It seems that any new isometric action-RPG released these days is destined to be compared to Diablo - arguably still the go-to template for the fast-paced action and deep character customisation that defines the genre. That being said, Shadows: Awakening from developer Games Farm and Kalypso Media, definitely mixes things up – thanks mostly to its setup and story that involves controlling a demon and possessing souls. Which in turn means you can switch characters and classes on the fly, and even enter a shadow-realm to find secrets, new pathways, or solve puzzles.
The downside to this though is that the more souls you add, which naturally increases the overall variety in playstyles available, it also ramps up the sheer amount of character customisation that you need to stay on top of. And when that involve different helmets, weapons, amulets, skills, and so forth for each new character – it can become somewhat overwhelming. In terms of immediate action though, the opposite is true. Shadows: Awakening is very much a dungeon crawler when it comes to action part of the action-RPG equation - and switching characters and accessing abilities is a fast, fluid, and intuitive process.
Being in control of multiple classes (the game begins with just the one to ease you into switching between the real and the shadow world) is an interesting approach for an action-RPG to take. One that negates the importance of a balanced build. And so, you then deck out your magic dealer to be a glass cannon, and your melee dude to be able to straight up absorb massive amounts of damage. With each character you control having their own health and skill/mana resource, another strategic element along the lines of Marvel vs. Capcom is added – juggling between a team of fighters. Though, we would have loved to see some form of noticeable health regeneration when not selected to further encourage this style of play – ala Capcom’s fighter.
Perhaps the most important side of the whole character switching comes with taking control of the main protagonist – a demon – and entering the shadow realm. At first seeing a bridge made of ghost rocks where there wasn’t one in the real world is cool, and a great way to inject some light and fun puzzle solving into the usual skill-based hack and ability combat of an action-RPG. But, after a while with resources and loot to be found in both realms – doubling the amount of on-screen real estate that you should be exploring begins to feel a little tedious. Or like busy-work.
Which brings us to one of the major issues with Shadows: Awakening, which can be said of both the combat and story for the first several hours or so – it’s all rather slow and laborious. Cooldown timers that take way too long to refresh abilities, and spikes in difficulty that result in a lot of kiting and simply chipping away at health bars. Mechanically there aren’t any issues with the controls, and from that standpoint Shadows: Awakening borrows a lot of its feel and button layout from the excellent console port of Diablo III. In fact, outside of some deeper itemisation and having to distribute points into stuff like Strength and Dexterity, there’s quite a bit of similarity between the two games.
A sentiment that extends to the look, a gothic Arabian Nights meets demons and monster’s ala Act 2 of Diablo III – i.e. the one with all the sand.
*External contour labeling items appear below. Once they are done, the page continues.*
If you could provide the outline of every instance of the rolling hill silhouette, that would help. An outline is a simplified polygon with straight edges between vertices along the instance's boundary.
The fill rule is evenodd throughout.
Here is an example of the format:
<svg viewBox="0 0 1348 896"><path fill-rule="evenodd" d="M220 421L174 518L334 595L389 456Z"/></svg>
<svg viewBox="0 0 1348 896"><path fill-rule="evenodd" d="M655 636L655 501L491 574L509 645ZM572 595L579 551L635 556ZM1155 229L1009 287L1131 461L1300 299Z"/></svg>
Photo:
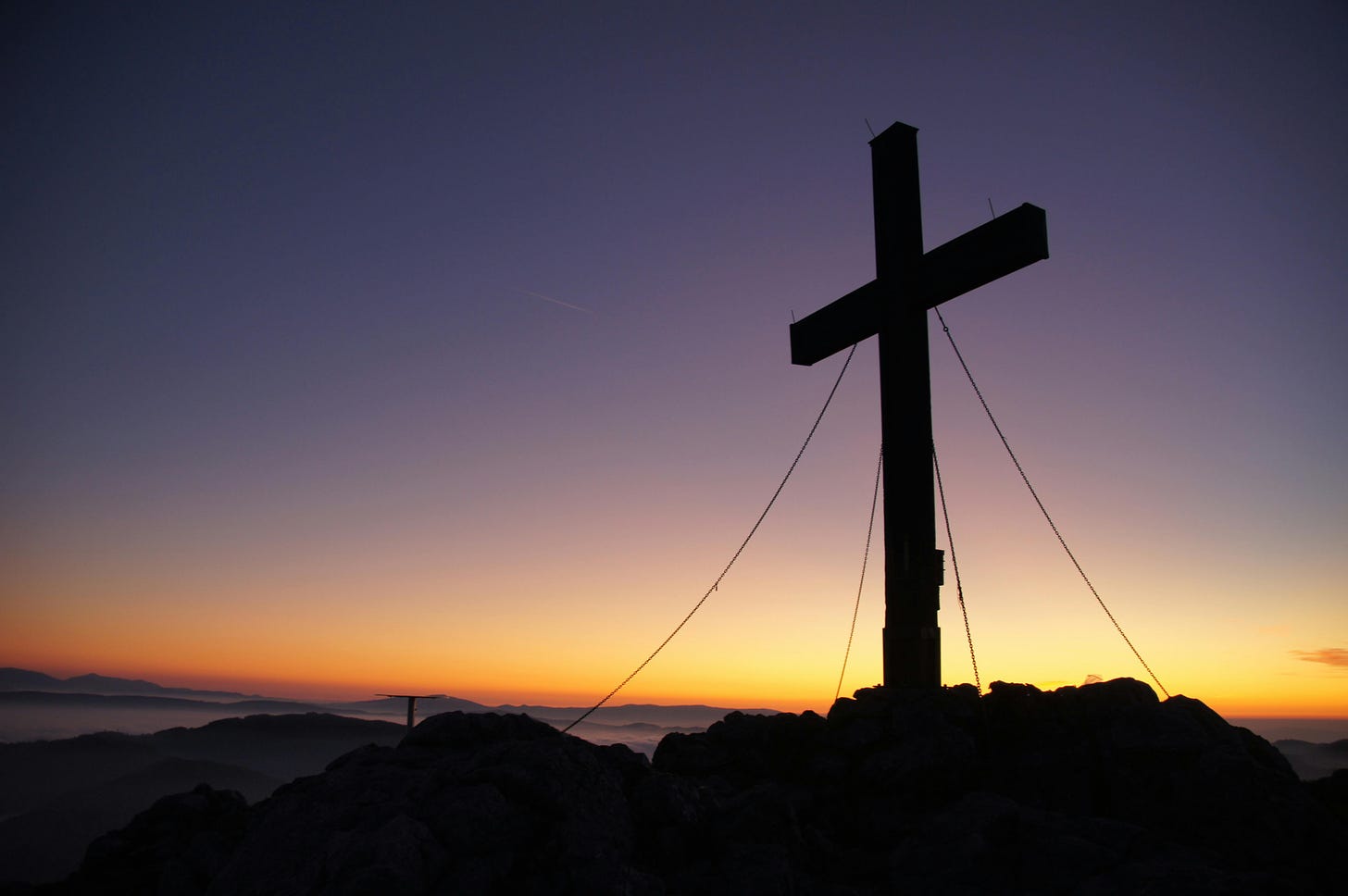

Environment detail and character and monster animation is all impressive here too – especially for a title that we weren’t exactly sure what it was before firing it up. The high production value extends to fully voiced characters for all story and NPC interactions. The slower pace of Shadows though, means that it’s a slow burn. One that benefits from the lengthy and involved campaign on offer – which is around 40+ hours or so. The sheer amount of quests and side-quests is both welcome and a tad disconcerting, when a lot of the design revolves around running around from one area to the next and then back again.
In the end Shadows: Awakening feels different enough, thanks to integrating the idea of character and class swapping into the core design of both the mechanics and story. But even so the by-product of this is more micro-management and loot scrubbing duties placed on the player, that isn’t helped by an overall pace that feels too slow.